The two students had counterfeit handsets shipped to them in bulk from China, who later took them to Apple claiming they ‘won’t turn on or had a repair’ both online and in stores. The replacement phones were then later shipped back to the source in China and had money deposited into Jiang’s mother’s account. It is reported that Apple repaired or swapped the iPhone units for refurbished ones and returned around 1,493 out of the more than three thousand fake iPhones that it received for repair before it realised something was fishy.
The issue was raised with Apple’s fraud department in 2017, who then sent Jiang two cease-and-desist orders to stop the scheme, but received no response. At the moment, it is not clear if Apple was alerted of the fraud internally or the port authorities who have been investigating suspicious bulk iPhone shipments from China late 2017. Either way, Apple is now aware of the scam and things look bleak for the two Chinese students.

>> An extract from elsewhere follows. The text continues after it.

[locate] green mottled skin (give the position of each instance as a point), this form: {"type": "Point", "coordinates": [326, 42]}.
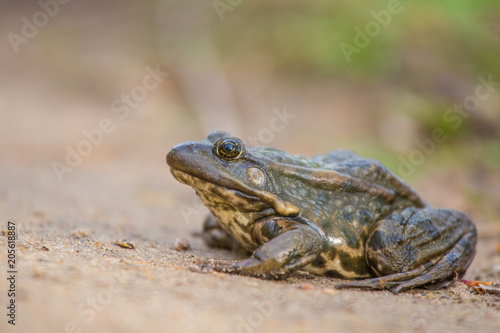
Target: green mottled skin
{"type": "Point", "coordinates": [337, 214]}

On the other hand, Zhou’s lawyer claims that his client will be proved innocent as he was not aware that the iPhones he received from China were counterfeit and was only taking commissions for the service. Same goes for Jiang who has been accused of wire fraud, as well as trafficking in counterfeit devices. With repaired iPhones being shipped back to China, it needs to be seen if Apple can get back anything from the fraud scheme.